Mia (Emma Stone) and Sebastian (Ryan Gosling) are kindred spirits at similar places in their personal and creative lives. Young enough to still have attainable dreams, but old enough for life to squelch the possibility of those dreams being realized. This conflict, in addition to the love that Mia and Ryan have for one another, is central to Damien Chazelle's La La Land (2016), a musical with emotional and formal ambitions too great for the script Chazelle has crafted. That is not to say that this film is not enjoyable or well made, but that it is narratively lopsided as La La Land prioritizes trying to be a musical that is both traditional (like those of studio films from the 1950s) and revolutionary (like the Nouvelle vague's forays into the genre). Although such an attempt is entertaining, when a film's story is so thin, the musical numbers begin to work against the plot while still pushing it along.
Working as a barista on the lot of Warner Brothers, Mia aspires to be an actress like the stars who visit her coffee shop or the icons from classic films she saw as a child with her aunt – the posters for their films, ranging from The Palm Beach Story (1942) to The Killers (1946), adorn the walls of Mia's home that she shares with like-minded talents. Auditioning for a variety of parts (no matter how distant from Mia they may be), she just hopes to have her big break (or anything). Similarly, Sebastian is struggling to make ends meet as he pursues his version of his dream without compromise. He's a lover of jazz with respect for the artists who came before him, and is a talented pianist himself. As the two of them cope with reality, Mia and Sebastian quickly begin running into one another at a variety of places and the stars align themselves in their favor.
This is where problems with the film begin to arise, as the romantic relationship our protagonists fall into reveals itself to be as lacking in substance as the aesthetic of the film (which I will elaborate on further). Their love is predictable, and it's reliant (to an extent) on cliché, so that the audience can recognize the emotional signposts and place feelings onto those scenes rather than having actual feelings conjured up from a scene unique to the lives of these characters. Still, La La Land is charming and Stone and Gosling's performances are highly charismatic, and they undeniably have an on-screen chemistry, but that only perpetuates the cliché. There's seemingly no need for Mia and Sebastian to have an experience beyond looking like they're experiencing something.

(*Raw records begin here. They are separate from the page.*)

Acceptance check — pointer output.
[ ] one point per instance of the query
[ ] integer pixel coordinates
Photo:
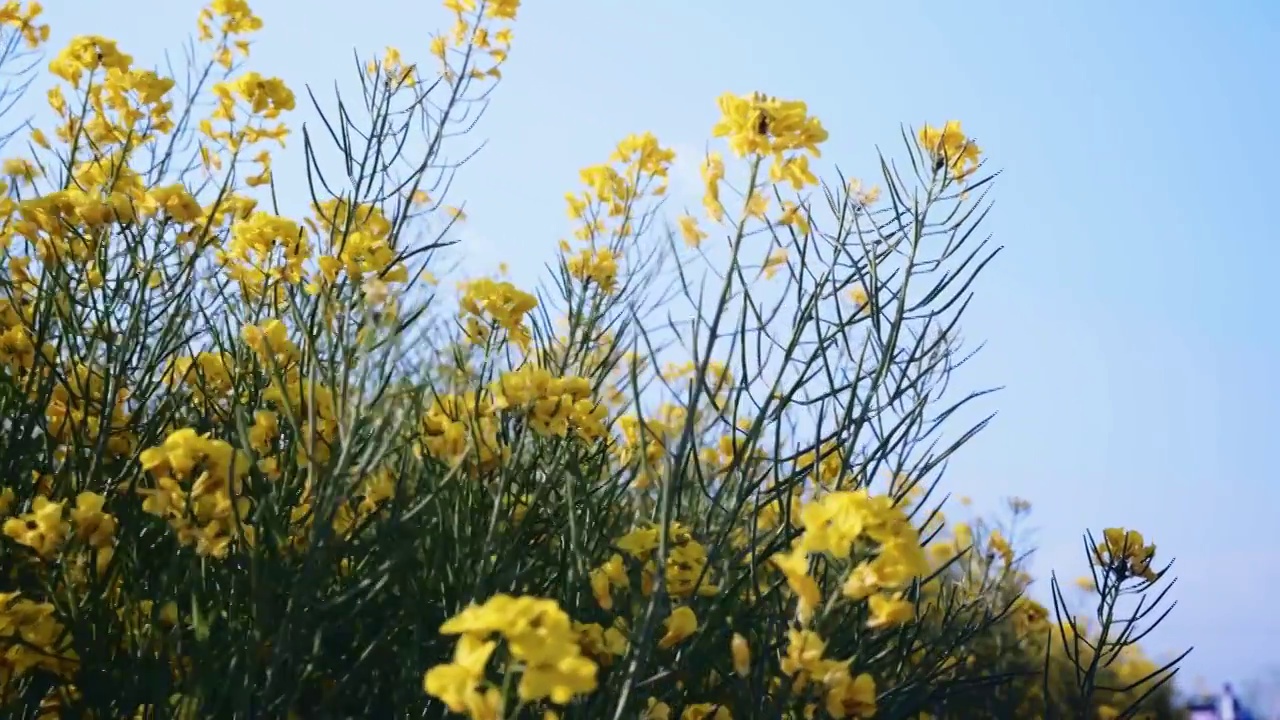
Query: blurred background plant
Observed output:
(259, 464)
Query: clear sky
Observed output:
(1129, 315)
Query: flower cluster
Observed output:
(539, 641)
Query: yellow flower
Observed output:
(741, 654)
(680, 625)
(849, 696)
(42, 529)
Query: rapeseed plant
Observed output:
(256, 464)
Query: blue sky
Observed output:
(1132, 314)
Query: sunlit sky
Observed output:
(1129, 318)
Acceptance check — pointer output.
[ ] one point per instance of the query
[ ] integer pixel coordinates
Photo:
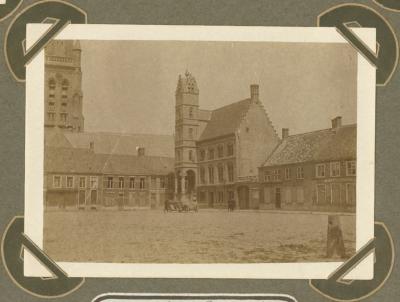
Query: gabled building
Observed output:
(312, 171)
(218, 152)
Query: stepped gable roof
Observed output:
(317, 146)
(225, 120)
(73, 160)
(112, 143)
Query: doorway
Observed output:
(244, 197)
(278, 198)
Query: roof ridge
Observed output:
(119, 133)
(225, 106)
(320, 130)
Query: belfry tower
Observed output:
(63, 86)
(186, 134)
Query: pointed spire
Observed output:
(187, 84)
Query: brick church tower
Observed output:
(63, 86)
(186, 135)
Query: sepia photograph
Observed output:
(203, 151)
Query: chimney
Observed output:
(254, 92)
(140, 151)
(285, 133)
(336, 122)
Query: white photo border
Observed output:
(34, 150)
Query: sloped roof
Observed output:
(322, 145)
(72, 160)
(225, 120)
(113, 143)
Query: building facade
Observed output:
(313, 171)
(63, 86)
(81, 178)
(216, 158)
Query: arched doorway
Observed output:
(190, 182)
(243, 196)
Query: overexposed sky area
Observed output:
(129, 86)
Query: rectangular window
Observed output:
(202, 154)
(57, 181)
(63, 117)
(267, 176)
(300, 195)
(210, 153)
(220, 174)
(93, 182)
(211, 175)
(109, 184)
(351, 193)
(220, 196)
(153, 182)
(321, 194)
(220, 151)
(230, 172)
(82, 182)
(276, 175)
(287, 173)
(70, 181)
(300, 173)
(287, 194)
(267, 195)
(51, 116)
(320, 170)
(121, 182)
(202, 175)
(351, 168)
(142, 183)
(335, 169)
(131, 182)
(230, 150)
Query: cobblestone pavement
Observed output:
(203, 237)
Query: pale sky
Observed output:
(129, 86)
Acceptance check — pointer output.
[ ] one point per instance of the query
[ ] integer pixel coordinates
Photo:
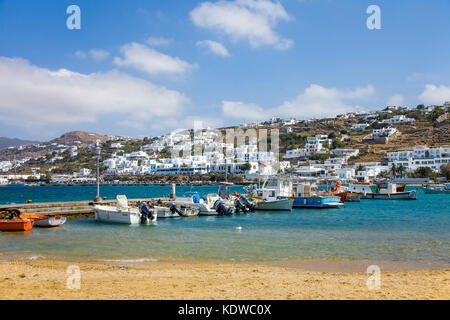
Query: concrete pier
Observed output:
(71, 209)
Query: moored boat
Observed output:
(436, 190)
(305, 196)
(383, 191)
(44, 221)
(274, 195)
(123, 214)
(16, 224)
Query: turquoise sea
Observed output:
(372, 229)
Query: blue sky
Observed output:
(141, 68)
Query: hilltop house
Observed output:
(398, 120)
(433, 158)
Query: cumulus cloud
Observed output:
(251, 20)
(236, 109)
(214, 47)
(316, 101)
(435, 95)
(150, 61)
(395, 100)
(158, 41)
(31, 96)
(96, 54)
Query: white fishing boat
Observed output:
(274, 195)
(211, 205)
(383, 191)
(122, 213)
(306, 196)
(44, 221)
(175, 212)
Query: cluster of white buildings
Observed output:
(384, 132)
(433, 158)
(400, 119)
(214, 156)
(5, 166)
(316, 144)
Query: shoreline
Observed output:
(342, 265)
(182, 280)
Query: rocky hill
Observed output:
(70, 138)
(14, 142)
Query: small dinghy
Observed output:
(11, 220)
(16, 225)
(44, 221)
(122, 213)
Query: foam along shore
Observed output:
(47, 279)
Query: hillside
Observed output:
(70, 138)
(14, 142)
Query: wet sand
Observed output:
(315, 279)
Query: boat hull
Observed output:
(436, 191)
(318, 202)
(16, 225)
(112, 215)
(44, 221)
(411, 195)
(50, 222)
(275, 205)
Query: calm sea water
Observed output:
(372, 229)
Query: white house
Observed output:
(399, 120)
(359, 126)
(384, 132)
(433, 158)
(346, 153)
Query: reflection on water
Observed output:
(376, 230)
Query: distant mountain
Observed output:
(14, 142)
(69, 138)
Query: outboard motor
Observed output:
(146, 213)
(221, 209)
(174, 210)
(239, 206)
(250, 206)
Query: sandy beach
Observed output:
(47, 279)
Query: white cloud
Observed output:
(214, 47)
(316, 101)
(158, 41)
(252, 20)
(240, 110)
(152, 62)
(395, 100)
(96, 54)
(31, 96)
(435, 95)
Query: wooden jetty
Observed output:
(71, 209)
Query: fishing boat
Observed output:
(174, 212)
(346, 196)
(16, 225)
(306, 196)
(122, 213)
(211, 205)
(274, 195)
(44, 221)
(10, 220)
(382, 191)
(437, 190)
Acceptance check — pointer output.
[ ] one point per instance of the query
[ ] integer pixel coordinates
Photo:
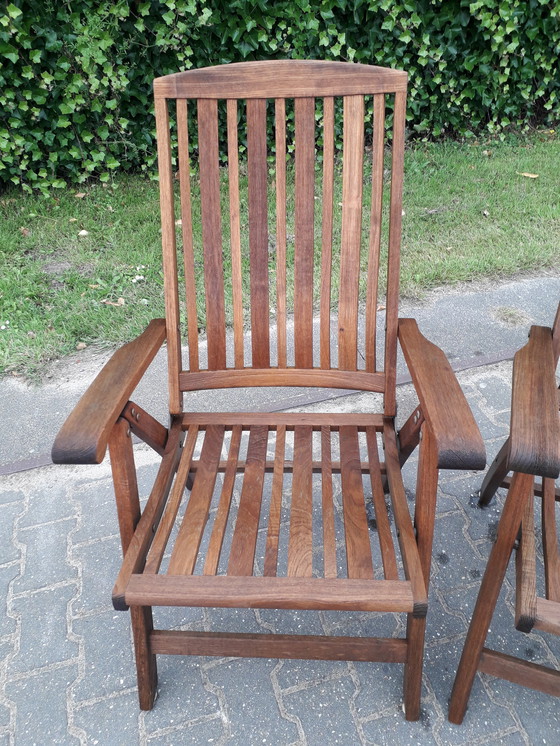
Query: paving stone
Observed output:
(44, 635)
(96, 502)
(206, 732)
(9, 512)
(252, 708)
(109, 721)
(10, 496)
(42, 719)
(47, 541)
(100, 563)
(49, 503)
(107, 650)
(390, 729)
(7, 574)
(182, 694)
(323, 709)
(543, 729)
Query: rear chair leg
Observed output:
(520, 492)
(412, 689)
(424, 517)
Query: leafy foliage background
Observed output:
(75, 75)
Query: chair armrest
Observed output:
(458, 440)
(535, 421)
(83, 437)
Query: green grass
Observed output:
(468, 215)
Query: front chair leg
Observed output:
(521, 491)
(128, 511)
(146, 668)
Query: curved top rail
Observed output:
(280, 79)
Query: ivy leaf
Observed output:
(13, 11)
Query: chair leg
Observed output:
(495, 475)
(424, 517)
(412, 686)
(146, 667)
(519, 493)
(425, 503)
(124, 480)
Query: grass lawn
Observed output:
(470, 212)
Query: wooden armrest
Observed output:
(535, 422)
(83, 437)
(458, 439)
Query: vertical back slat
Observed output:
(375, 229)
(280, 138)
(169, 250)
(301, 537)
(550, 541)
(212, 232)
(329, 536)
(186, 228)
(326, 232)
(235, 233)
(258, 231)
(382, 519)
(304, 234)
(395, 225)
(353, 150)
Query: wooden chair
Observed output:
(282, 544)
(532, 450)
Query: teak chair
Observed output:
(280, 544)
(532, 450)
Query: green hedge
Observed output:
(75, 76)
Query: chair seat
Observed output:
(285, 511)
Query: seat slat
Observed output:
(526, 573)
(301, 525)
(358, 549)
(242, 553)
(382, 519)
(329, 536)
(161, 538)
(222, 513)
(326, 231)
(273, 532)
(235, 233)
(187, 543)
(375, 230)
(304, 212)
(352, 180)
(281, 236)
(257, 171)
(550, 541)
(186, 231)
(212, 232)
(224, 591)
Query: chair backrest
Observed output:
(301, 276)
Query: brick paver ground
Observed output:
(66, 666)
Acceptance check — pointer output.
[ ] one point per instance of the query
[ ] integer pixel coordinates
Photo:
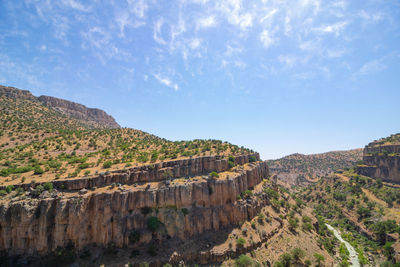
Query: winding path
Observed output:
(353, 253)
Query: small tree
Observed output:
(240, 242)
(214, 175)
(319, 259)
(298, 254)
(243, 261)
(286, 259)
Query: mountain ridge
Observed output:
(93, 117)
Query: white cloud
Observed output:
(157, 31)
(138, 7)
(371, 67)
(335, 28)
(288, 60)
(206, 22)
(233, 11)
(195, 43)
(268, 17)
(166, 81)
(370, 17)
(125, 19)
(75, 5)
(266, 39)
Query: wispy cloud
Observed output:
(370, 67)
(157, 36)
(335, 28)
(206, 22)
(166, 81)
(75, 5)
(266, 38)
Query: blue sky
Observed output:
(277, 76)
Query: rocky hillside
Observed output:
(366, 211)
(299, 169)
(381, 159)
(40, 144)
(87, 117)
(72, 192)
(97, 117)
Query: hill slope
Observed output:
(298, 169)
(46, 142)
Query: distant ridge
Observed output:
(96, 118)
(299, 169)
(79, 111)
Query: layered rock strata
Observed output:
(381, 162)
(149, 173)
(79, 111)
(104, 217)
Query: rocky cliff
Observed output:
(381, 160)
(120, 216)
(11, 92)
(80, 111)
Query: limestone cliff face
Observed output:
(80, 111)
(381, 162)
(11, 92)
(38, 226)
(150, 173)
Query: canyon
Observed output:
(105, 215)
(381, 161)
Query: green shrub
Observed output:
(145, 210)
(286, 259)
(243, 261)
(185, 211)
(214, 175)
(38, 170)
(134, 236)
(319, 259)
(107, 164)
(48, 186)
(298, 254)
(9, 188)
(240, 242)
(153, 223)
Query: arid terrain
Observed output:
(299, 170)
(76, 188)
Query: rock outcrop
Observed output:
(121, 217)
(79, 111)
(92, 117)
(381, 162)
(11, 92)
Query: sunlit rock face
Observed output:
(381, 161)
(103, 217)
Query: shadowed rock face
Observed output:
(11, 92)
(79, 111)
(38, 226)
(381, 162)
(93, 117)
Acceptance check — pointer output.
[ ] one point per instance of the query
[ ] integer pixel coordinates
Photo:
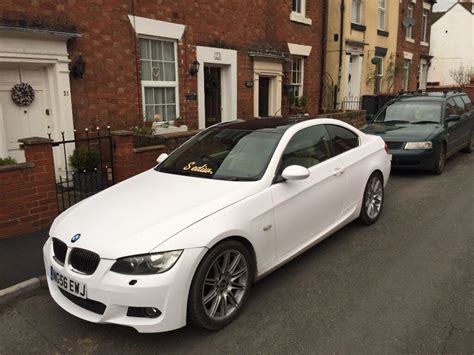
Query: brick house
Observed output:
(413, 44)
(203, 61)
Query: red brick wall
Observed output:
(129, 161)
(27, 192)
(110, 90)
(416, 48)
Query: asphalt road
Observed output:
(405, 284)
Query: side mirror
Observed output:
(453, 118)
(295, 172)
(161, 158)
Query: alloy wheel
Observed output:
(225, 285)
(373, 197)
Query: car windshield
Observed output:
(411, 112)
(225, 154)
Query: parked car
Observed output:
(423, 130)
(186, 240)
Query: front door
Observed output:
(23, 121)
(263, 94)
(307, 208)
(212, 88)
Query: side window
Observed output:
(342, 139)
(308, 147)
(467, 102)
(460, 107)
(450, 108)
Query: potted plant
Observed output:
(87, 176)
(177, 122)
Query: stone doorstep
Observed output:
(22, 290)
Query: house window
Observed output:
(406, 74)
(424, 26)
(357, 11)
(409, 28)
(381, 15)
(296, 79)
(296, 6)
(159, 79)
(378, 75)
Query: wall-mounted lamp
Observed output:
(194, 68)
(78, 68)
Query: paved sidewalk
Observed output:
(21, 258)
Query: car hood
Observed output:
(401, 132)
(139, 214)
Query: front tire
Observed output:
(220, 285)
(440, 161)
(470, 145)
(373, 199)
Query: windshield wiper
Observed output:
(424, 122)
(234, 178)
(394, 121)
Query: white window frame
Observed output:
(162, 84)
(379, 74)
(358, 14)
(300, 84)
(382, 15)
(409, 29)
(424, 26)
(406, 70)
(300, 16)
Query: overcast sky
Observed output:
(443, 5)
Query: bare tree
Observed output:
(461, 75)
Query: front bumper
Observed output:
(168, 292)
(413, 159)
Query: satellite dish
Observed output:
(375, 60)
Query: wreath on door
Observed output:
(23, 94)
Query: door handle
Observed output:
(338, 171)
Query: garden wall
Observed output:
(27, 190)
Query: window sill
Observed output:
(161, 128)
(297, 17)
(358, 27)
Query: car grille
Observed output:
(90, 305)
(84, 261)
(394, 145)
(59, 249)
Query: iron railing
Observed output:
(351, 103)
(95, 171)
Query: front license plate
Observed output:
(72, 286)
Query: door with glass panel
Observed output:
(212, 90)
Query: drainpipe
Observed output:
(341, 47)
(324, 50)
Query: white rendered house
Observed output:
(452, 43)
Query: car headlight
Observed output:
(147, 264)
(418, 145)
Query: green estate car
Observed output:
(422, 130)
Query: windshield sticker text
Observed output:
(203, 169)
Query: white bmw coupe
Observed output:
(184, 241)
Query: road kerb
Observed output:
(22, 290)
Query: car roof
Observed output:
(275, 124)
(429, 96)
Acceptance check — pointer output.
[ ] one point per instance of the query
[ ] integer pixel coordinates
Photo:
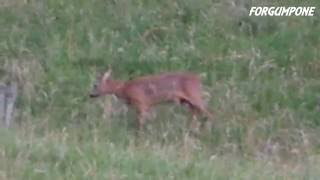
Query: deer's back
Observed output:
(163, 87)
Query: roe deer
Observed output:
(146, 91)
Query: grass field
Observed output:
(261, 76)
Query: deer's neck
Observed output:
(117, 87)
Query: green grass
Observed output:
(261, 76)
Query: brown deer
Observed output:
(146, 91)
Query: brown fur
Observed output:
(144, 92)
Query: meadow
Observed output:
(261, 78)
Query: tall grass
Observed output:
(261, 77)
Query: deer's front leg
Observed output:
(142, 111)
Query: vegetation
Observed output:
(261, 77)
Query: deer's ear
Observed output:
(107, 75)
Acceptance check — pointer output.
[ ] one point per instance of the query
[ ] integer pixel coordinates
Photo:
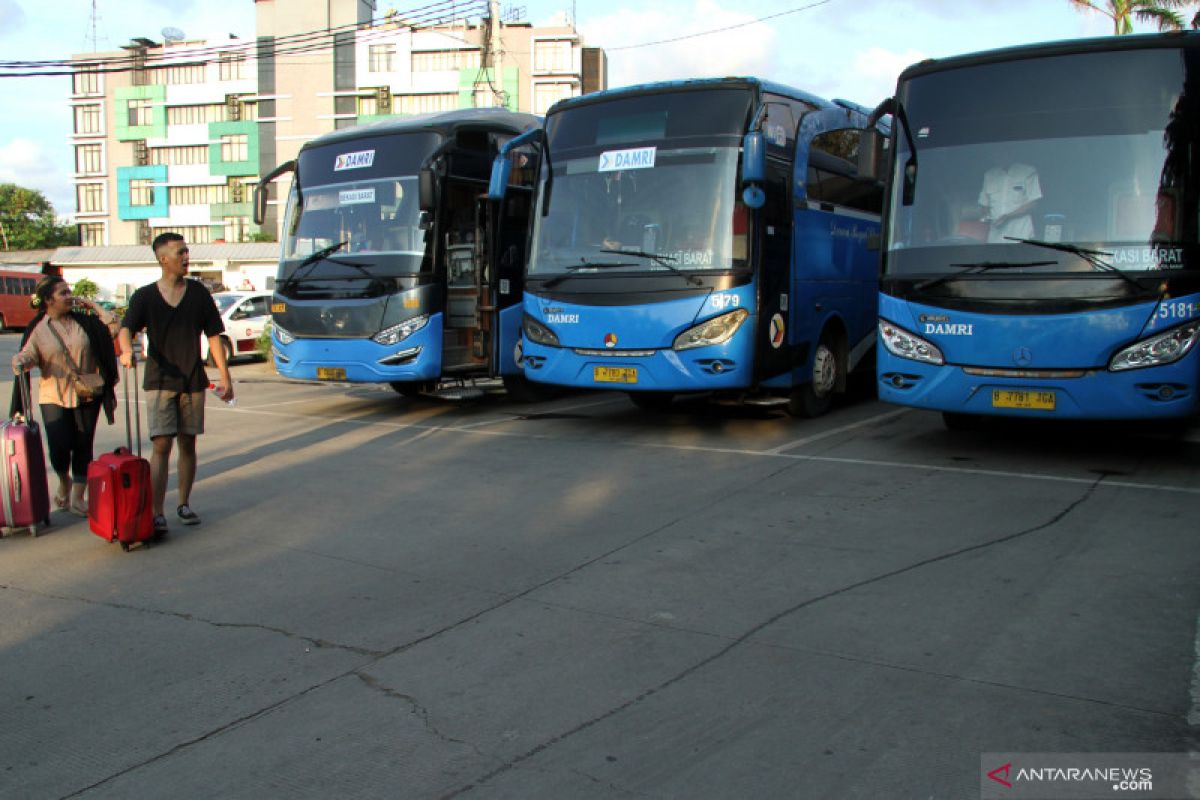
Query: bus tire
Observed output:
(655, 402)
(411, 389)
(815, 397)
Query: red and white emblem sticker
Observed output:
(777, 331)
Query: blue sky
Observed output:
(833, 48)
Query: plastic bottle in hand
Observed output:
(231, 402)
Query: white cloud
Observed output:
(742, 46)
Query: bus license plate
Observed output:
(1023, 398)
(615, 374)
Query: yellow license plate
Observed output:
(615, 374)
(330, 373)
(1023, 398)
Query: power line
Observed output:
(423, 17)
(720, 30)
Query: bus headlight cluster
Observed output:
(717, 330)
(402, 331)
(1157, 350)
(537, 332)
(281, 335)
(909, 346)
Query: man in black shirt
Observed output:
(174, 313)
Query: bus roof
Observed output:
(1047, 49)
(665, 86)
(444, 122)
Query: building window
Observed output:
(141, 113)
(90, 198)
(87, 82)
(180, 156)
(552, 55)
(141, 192)
(232, 67)
(547, 94)
(88, 119)
(91, 234)
(234, 148)
(424, 103)
(382, 58)
(237, 229)
(444, 60)
(89, 160)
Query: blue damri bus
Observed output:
(700, 236)
(1041, 240)
(395, 268)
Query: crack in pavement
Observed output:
(757, 629)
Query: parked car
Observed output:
(245, 314)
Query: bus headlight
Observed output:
(717, 330)
(901, 343)
(281, 335)
(537, 332)
(1157, 350)
(402, 331)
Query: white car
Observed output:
(245, 314)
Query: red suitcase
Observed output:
(27, 497)
(120, 504)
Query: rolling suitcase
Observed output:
(27, 495)
(120, 505)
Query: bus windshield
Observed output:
(1086, 152)
(372, 216)
(646, 184)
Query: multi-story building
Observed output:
(177, 137)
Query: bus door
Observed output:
(463, 343)
(773, 247)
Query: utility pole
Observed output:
(495, 46)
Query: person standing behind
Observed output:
(63, 342)
(174, 312)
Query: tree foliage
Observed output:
(28, 221)
(1167, 14)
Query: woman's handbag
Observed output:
(89, 385)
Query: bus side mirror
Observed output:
(502, 170)
(425, 192)
(754, 169)
(870, 155)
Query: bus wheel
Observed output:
(411, 389)
(815, 397)
(652, 401)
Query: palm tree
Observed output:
(1165, 13)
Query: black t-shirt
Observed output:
(173, 361)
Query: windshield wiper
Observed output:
(583, 263)
(976, 269)
(312, 259)
(665, 260)
(1093, 257)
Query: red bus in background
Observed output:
(15, 292)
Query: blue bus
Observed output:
(1041, 239)
(395, 268)
(701, 236)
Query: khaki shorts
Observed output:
(171, 414)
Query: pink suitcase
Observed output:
(27, 495)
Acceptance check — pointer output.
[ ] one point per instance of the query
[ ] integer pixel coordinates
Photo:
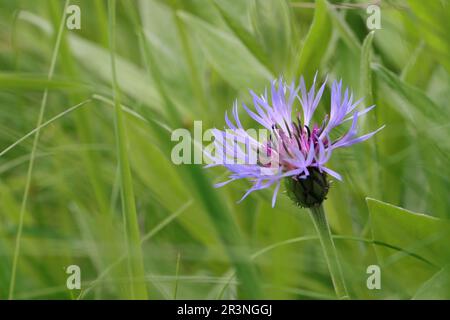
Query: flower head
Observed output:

Chazelle takes the film, narratively, in realistic directions, but it's merely the directions without the actions to support them. The magnetism between these two creatives and the struggles they face together and apart from one another feel legitimate, but just because they happen doesn't mean that they've been emotionally earned. They're pushed together by fate too quickly, pulled away too swiftly, and yet the parts still kind of work. Were the film not separated by seasons, as it progresses through an entire year (starting in winter), the film would feel like it has more at stake by having a plot that can facilitate causal relationships from one action to the next. Instead, La La Land suffers by choosing to adhere to realistic passages of time instead of embracing the more fantastical elements that Chazelle only flirts with.
Perhaps the obvious film to compare La La Land to is Jacques Demy's colorful, musical masterpiece The Young Girls of Rochefort (1967), but La La Land is even closer narratively to Martin Scorsese's New York, New York (1977). Robert De Niro plays the saxophone, Liza Minnelli sings, and love is in the air as they try to make their relationship work. However, the difference between Scorsese's film and Chazelle's La La Land is that New York, New York is emotionally taxing as it allows for characters to experience real and original conflict whilst alluding to musicals by Vincente Minnelli and others.
Featuring colorful wardrobes and scenery, extended long takes to highlight choreography, flashy editing and a creative use of camera movement, La La Land delivers more on the form of a musical than it does as a musical itself. Much like the characters, the film hits its marks based off of what an audience is conditioned to expect from a musical, but it's not lending much to the audience in original technique or visual stimulation. Aesthetically and structurally referencing the dream ballet from the conclusion of Minnelli's An American In Paris (1951), or echoing tracking shots of Deneuve walking on the sidewalk in The Young Girls of Rochefort, La La Land appropriates these references well, but what could be appropriated from La La Land in a decade? The songs are nice, and the primary tune ("City of Stars") is quite memorable, but the music is not always cohesive or tonally anchored to the film.
As a dedicated fan of films by Vincente Minnelli and Jacques Demy, La La Land cannot deliver experiences that I haven't already seen in wonderful and eccentric musicals that deal with love and destiny (which is what most musicals deal with). Regardless, La La Land is still a very enjoyable film to watch, but the ingredients have more potential than the product that is actually achieved. Playing it safe from beginning to end, there's little at stake because the film's narrative structure has the action spread too thin over too large a passage of time. Still, as the musical becomes a genre that is seen less frequently in contemporary cinema, there is something special about it just for existing – of course, were the film not as charming or well-acted, simply existing wouldn't cut it.